A boy observes how hopper bands of desert locust infest a house in a residential area in Lodwar, Turkana County, Kenya in June 2020.
Photo: ©FAO/Luis Tato

New generation of Desert Locusts threatens food security

The Desert Locust upsurge continues to threaten food security in the Horn of Africa and Yemen despite intense efforts to control the pest. Further investment is needed to protect rural livelihoods, FAO says.

A new generation of Desert Locust swarms is threatening agricultural and pastoral livelihoods and the food security of millions of people in the Horn of Africa and Yemen, the Food and Agriculture Organization of the United Nations (FAO) said in mid-December 2020. 

The new Desert Locust swarms occur despite intense efforts to control the pest throughout 2020. More than 1.3 million hectares of locust infestations have been treated in ten countries since January. Control operations have prevented the loss of an estimated 2.7 million tonnes of cereal, worth nearly USD 800 million, according to FAO. That is enough to feed 18 million people a year.
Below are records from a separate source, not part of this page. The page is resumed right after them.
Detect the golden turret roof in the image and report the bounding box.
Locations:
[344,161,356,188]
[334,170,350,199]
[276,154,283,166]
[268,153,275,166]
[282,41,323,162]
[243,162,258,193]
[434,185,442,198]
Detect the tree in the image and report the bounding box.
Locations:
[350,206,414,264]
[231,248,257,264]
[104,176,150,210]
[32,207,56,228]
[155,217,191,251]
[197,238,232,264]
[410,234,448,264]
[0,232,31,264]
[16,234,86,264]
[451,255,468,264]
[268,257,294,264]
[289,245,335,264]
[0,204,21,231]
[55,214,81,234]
However, favourable weather conditions and widespread seasonal rains have caused extensive breeding in eastern Ethiopia and Somalia. This was worsened by Cyclone Gati which brought flooding to northern Somalia last month, allowing locust infestations to increase further in the coming months. New locust swarms are already forming and threatening to re-invade northern Kenya and breeding is also underway on both sides of the Red Sea, posing a new threat to Eritrea, Saudi Arabia, the Sudan and Yemen.

Further investment is needed to fight Desert Locusts


Donors and partners have so far provided nearly USD 200 million to finance control efforts, allowing FAO and governments to rapidly scale up locust response capacity in a region that has not faced an upsurge of the pest on this scale in generations. Over 1,500 ground survey and control personnel have been trained and 110 vehicle-mounted ground sprayers and 20 aircraft are now in action.

FAO is now seeking a further USD 40 million to increase surveillance and control activities in the most affected countries - Ethiopia, Kenya, Somalia, the Sudan and Yemen - in 2021. More than 35 million people are already acutely food insecure in these five countries, and FAO estimates this number could increase by another 3.5 million if nothing is done to control the latest outbreak.

Rural livelihoods must be protected


FAO is not only working with governments and partners on control operations. The Organization is taking action to safeguard and protect rural livelihoods by providing affected growers with farming packages, veterinary care and feed for vegetation-starved livestock, and cash for families who have lost their crops so that they can cope until their next harvest.

Over 200 000 households have already received livelihood assistance and that number is expected to increase. FAO will assist an additional 98 000 households in early 2021 and is appealing for continuous support, mainly through Humanitarian Response Plans.

Without additional funding, control efforts could slow down or halt from the end of January 2021, potentially allowing the numbers of the crop-devouring pest to surge in some places. Farmers, whose livelihoods have been impacted, require further support and national capacities in monitoring and responding to Desert Locust still need to be strengthened.